CYCLIC VOMITING SYNDROME

 

DEFINITION:

A disorder of unknown etiology characterized by repeated, unpredictable, and explosive episodes of vomiting with intervals of normal health between episodes.

EPIDEMIOLOGY:

  • incidence: ?
  • age of onset:
    • usually in preschool or early school-aged children
    • peaks between 3-4 years of age
    • some adult-onset cases reported
  • risk factors:
    • ?
    • a higher prevalence of irritable bowel disease, migraines, motion sickness, recurrent headaches, and epilepsy is found in CVS patients and their families

PATHOGENESIS:

1. Background

  • first described by Dr.

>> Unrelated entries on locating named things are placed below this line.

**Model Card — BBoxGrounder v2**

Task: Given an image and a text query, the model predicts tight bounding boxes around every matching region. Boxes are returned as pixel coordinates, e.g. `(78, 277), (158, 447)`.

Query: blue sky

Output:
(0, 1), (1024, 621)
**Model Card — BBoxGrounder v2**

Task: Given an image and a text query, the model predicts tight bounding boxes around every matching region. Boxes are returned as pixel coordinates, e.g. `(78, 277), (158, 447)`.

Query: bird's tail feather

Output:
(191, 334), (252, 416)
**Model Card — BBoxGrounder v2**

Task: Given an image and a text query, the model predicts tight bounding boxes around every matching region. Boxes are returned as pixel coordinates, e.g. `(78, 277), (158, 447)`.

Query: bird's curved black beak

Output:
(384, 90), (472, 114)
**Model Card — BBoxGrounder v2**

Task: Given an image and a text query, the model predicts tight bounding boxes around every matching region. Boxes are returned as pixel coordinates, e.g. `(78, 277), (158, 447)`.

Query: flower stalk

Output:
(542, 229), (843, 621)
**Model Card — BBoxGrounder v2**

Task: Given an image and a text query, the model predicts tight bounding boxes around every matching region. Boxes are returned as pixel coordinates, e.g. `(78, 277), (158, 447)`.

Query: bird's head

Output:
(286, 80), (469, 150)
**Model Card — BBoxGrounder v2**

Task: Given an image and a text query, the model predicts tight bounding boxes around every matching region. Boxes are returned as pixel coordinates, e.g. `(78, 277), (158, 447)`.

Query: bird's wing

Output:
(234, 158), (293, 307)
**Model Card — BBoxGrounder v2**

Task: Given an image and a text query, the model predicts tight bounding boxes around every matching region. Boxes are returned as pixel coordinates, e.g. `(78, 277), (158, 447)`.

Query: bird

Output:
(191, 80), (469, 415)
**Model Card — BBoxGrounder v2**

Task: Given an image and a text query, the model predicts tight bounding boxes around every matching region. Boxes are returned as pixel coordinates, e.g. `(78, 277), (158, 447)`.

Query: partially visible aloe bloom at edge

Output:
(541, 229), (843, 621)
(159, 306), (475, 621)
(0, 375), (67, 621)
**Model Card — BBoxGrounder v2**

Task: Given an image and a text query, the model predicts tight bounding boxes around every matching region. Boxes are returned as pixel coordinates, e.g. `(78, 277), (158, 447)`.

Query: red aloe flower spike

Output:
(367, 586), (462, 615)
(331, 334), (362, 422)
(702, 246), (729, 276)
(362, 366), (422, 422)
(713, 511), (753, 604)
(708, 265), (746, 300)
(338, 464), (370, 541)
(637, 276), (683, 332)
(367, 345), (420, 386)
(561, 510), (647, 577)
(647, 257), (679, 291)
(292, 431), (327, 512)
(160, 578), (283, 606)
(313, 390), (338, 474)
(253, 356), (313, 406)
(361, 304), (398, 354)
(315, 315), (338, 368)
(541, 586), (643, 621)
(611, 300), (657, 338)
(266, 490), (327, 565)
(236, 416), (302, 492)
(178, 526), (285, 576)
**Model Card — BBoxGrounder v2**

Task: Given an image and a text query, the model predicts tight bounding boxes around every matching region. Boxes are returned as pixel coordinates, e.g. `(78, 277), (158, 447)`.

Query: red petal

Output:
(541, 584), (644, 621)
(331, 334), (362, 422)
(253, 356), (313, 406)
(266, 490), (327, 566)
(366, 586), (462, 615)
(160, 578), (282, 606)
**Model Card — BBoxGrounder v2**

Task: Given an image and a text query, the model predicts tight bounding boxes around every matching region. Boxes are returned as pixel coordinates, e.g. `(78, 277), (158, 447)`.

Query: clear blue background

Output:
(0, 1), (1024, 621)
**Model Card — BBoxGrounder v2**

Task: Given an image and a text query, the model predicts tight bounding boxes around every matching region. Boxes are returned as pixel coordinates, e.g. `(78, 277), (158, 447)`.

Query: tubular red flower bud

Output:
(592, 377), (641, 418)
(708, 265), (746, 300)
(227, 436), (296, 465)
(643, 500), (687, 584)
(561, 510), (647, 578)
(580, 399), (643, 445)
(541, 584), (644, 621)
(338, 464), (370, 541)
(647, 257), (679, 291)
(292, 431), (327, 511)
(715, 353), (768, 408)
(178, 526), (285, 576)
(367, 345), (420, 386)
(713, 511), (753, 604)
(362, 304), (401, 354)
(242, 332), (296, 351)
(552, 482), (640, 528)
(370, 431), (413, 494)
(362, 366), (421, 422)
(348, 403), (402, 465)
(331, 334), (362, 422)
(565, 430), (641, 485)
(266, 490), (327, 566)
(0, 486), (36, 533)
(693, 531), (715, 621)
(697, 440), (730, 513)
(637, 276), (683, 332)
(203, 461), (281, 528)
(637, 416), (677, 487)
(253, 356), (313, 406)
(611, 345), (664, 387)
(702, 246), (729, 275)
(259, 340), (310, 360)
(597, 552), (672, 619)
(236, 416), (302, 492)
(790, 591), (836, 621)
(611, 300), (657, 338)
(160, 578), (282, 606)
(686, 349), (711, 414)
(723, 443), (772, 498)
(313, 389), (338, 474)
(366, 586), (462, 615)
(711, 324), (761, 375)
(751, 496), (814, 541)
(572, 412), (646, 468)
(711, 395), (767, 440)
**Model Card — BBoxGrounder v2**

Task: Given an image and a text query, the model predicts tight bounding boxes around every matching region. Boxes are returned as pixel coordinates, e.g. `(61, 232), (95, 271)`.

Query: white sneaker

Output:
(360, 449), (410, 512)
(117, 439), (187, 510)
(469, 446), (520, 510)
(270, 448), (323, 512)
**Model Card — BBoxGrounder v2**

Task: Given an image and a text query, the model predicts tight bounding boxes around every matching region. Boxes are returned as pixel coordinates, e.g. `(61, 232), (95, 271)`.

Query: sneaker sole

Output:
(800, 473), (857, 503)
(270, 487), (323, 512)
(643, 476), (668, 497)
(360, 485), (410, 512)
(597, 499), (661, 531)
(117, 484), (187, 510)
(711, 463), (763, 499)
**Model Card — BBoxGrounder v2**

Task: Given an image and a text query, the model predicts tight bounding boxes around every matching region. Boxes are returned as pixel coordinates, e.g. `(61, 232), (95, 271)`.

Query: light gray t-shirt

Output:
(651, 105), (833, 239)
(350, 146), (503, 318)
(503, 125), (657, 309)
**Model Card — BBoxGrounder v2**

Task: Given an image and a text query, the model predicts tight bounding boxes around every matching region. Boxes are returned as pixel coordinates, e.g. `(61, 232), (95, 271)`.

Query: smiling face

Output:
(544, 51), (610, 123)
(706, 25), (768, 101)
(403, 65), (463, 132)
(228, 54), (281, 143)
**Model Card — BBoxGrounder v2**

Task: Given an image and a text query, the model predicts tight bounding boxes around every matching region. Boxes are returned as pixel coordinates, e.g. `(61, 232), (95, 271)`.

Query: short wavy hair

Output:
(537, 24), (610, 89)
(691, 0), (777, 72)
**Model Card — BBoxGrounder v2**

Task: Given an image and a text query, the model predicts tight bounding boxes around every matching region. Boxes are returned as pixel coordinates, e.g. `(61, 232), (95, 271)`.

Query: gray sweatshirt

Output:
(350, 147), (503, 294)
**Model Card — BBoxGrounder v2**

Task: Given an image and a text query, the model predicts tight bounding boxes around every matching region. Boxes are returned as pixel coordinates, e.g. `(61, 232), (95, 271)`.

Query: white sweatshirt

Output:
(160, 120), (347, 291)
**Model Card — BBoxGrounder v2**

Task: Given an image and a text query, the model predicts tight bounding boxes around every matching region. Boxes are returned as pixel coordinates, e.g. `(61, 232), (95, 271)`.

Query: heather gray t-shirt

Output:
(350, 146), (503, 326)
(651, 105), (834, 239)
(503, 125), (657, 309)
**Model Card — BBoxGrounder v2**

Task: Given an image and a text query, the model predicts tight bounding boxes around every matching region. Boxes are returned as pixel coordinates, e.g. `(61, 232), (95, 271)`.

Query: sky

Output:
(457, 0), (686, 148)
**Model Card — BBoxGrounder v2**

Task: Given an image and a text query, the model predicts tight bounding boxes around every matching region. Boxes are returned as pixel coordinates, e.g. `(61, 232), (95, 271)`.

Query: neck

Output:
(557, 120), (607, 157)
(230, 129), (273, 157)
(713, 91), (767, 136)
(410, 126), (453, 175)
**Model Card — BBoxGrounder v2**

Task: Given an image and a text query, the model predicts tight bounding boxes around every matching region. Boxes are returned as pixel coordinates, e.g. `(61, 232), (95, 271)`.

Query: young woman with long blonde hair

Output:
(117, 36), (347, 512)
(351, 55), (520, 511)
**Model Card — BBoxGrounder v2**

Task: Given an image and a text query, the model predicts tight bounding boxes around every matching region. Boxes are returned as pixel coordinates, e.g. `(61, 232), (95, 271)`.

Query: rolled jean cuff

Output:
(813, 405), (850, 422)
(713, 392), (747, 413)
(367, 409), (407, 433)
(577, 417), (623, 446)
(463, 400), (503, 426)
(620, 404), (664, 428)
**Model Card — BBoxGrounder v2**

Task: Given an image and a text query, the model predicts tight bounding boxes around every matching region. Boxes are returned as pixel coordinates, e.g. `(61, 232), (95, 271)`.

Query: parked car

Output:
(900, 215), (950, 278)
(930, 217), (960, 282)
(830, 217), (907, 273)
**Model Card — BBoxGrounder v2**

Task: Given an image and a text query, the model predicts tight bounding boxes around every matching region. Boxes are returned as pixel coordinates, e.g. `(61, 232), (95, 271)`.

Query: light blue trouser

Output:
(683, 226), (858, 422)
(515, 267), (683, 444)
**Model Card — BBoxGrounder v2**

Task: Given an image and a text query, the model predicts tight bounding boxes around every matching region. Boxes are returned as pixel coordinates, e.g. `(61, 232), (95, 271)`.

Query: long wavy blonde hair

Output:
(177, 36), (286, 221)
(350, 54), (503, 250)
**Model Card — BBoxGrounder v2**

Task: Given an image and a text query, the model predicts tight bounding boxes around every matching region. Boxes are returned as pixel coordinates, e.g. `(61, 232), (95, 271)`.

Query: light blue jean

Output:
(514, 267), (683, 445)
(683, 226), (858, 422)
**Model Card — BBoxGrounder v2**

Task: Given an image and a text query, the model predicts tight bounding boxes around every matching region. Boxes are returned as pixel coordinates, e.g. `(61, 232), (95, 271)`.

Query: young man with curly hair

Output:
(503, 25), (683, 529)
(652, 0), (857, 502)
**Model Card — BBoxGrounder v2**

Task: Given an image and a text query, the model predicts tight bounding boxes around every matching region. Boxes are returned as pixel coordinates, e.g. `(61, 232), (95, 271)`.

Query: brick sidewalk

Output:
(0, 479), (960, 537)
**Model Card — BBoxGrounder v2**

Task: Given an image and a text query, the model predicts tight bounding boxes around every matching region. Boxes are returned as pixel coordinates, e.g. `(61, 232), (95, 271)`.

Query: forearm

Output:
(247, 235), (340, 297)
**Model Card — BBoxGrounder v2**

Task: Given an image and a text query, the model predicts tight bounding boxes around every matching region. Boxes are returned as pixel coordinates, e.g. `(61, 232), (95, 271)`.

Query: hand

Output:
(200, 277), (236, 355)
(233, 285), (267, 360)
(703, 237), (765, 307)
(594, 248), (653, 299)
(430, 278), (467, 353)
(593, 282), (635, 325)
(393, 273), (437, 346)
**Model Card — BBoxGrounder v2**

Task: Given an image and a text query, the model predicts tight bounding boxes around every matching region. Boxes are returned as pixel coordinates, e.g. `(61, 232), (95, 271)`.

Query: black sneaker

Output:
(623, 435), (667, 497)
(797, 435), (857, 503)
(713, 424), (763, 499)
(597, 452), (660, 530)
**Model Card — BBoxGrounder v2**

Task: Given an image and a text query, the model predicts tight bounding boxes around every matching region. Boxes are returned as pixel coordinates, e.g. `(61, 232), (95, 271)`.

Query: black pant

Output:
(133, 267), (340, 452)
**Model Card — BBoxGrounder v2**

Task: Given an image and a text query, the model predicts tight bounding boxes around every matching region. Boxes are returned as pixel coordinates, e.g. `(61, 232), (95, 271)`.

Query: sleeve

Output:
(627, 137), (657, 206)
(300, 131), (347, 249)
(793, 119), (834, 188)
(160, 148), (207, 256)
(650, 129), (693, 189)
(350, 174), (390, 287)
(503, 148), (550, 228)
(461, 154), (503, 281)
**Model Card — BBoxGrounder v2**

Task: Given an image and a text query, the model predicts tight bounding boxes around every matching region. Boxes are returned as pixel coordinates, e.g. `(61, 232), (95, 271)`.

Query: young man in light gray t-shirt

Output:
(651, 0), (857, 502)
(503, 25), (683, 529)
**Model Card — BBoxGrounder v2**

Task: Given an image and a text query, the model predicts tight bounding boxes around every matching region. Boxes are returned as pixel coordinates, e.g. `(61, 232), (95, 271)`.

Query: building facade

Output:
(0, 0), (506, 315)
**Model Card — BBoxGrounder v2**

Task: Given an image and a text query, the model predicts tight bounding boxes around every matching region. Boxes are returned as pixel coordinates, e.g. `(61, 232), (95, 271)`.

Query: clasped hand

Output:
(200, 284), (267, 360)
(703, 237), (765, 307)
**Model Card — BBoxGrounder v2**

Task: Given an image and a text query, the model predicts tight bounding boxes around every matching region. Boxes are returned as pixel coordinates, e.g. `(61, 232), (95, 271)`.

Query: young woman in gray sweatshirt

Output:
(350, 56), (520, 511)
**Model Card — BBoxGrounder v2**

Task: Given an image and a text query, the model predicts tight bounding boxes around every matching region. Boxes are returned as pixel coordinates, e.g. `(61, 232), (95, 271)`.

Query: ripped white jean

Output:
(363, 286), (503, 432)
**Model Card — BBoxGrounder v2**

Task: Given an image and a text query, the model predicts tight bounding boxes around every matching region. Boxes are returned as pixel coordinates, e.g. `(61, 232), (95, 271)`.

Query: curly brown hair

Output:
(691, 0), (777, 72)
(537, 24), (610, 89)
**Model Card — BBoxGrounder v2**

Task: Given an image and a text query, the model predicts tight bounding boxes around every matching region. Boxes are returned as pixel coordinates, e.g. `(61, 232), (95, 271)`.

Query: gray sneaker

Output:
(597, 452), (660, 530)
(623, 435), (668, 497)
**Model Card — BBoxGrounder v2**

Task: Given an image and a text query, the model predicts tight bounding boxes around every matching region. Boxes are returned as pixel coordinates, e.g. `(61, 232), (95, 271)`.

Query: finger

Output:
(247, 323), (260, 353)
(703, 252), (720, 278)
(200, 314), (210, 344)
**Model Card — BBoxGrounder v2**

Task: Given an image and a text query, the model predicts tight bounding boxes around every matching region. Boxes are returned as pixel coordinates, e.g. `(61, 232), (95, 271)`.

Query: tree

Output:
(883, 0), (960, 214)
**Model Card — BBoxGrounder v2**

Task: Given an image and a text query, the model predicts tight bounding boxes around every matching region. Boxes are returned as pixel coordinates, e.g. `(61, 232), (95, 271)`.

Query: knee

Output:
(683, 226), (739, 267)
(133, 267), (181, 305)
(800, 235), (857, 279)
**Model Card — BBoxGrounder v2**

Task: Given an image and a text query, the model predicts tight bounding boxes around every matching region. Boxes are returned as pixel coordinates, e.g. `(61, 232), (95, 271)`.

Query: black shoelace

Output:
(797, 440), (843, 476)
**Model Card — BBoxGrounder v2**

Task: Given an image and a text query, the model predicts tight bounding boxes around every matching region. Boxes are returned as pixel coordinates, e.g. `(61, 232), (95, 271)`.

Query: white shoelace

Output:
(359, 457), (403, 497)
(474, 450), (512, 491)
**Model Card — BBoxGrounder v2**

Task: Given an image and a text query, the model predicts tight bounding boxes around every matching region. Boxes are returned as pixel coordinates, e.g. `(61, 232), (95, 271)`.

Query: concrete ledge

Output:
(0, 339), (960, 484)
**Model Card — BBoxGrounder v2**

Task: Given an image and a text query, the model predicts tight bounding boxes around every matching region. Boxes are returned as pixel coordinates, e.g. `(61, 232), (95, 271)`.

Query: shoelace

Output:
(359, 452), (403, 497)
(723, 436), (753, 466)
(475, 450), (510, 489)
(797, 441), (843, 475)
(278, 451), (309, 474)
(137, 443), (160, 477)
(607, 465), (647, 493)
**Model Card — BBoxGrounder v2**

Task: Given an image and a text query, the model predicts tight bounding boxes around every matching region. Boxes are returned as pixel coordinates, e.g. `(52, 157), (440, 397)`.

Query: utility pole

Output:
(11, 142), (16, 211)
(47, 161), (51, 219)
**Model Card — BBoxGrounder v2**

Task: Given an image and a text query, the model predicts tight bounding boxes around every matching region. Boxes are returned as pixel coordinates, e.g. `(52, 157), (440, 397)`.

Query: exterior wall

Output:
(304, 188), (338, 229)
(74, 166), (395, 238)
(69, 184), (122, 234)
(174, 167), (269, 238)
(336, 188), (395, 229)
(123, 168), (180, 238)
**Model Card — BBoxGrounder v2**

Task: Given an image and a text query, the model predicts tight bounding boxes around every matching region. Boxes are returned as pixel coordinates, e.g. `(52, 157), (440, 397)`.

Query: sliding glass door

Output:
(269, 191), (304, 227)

Samuel Gee in 1882
  • clinical description of Cyclic Vomiting Syndrome (CVS) by C.S. Hoyl and G.B. Stickler in 1960 (Pediatrics 25:775-780)
  • diagnostic criteria derived from the first International Scientific Symposium on CVS at St. Bartholemew's Hospital in 1994
  • summary of this Symposium published in J. of Pediatric Gastroenterology and Nutrition (Suppl. 1) in 1995

CLINICAL FEATURES:

1. Diagnostic Criteria for CVS*

1. Essential Criteria

  • recurrent, severe, discrete episodes of vomiting
  • various intervals of normal health between episodes
  • duration of vomiting episodes varies from hours to days
  • no apparent cause of vomiting

2. Supportive Criteria

1. Pattern

  • stereotypical: each episode is similar within individuals as to the time of onset, intensity, duration, frequency, and associated symptoms & signs
  • self-limited: episodes resolve spontaneously if left untreated

2. Associated Symptoms

  • headache
  • photophobia
  • abdominal pain
  • nausea
  • motion sickness

3. Associated Signs

  • fever
  • pallor
  • diarrhea
  • excessive salivation
  • dehydration
  • social withdrawal

* from J. Ped. Gastro. & Nut. 21 (Suppl. 1), vi (1995)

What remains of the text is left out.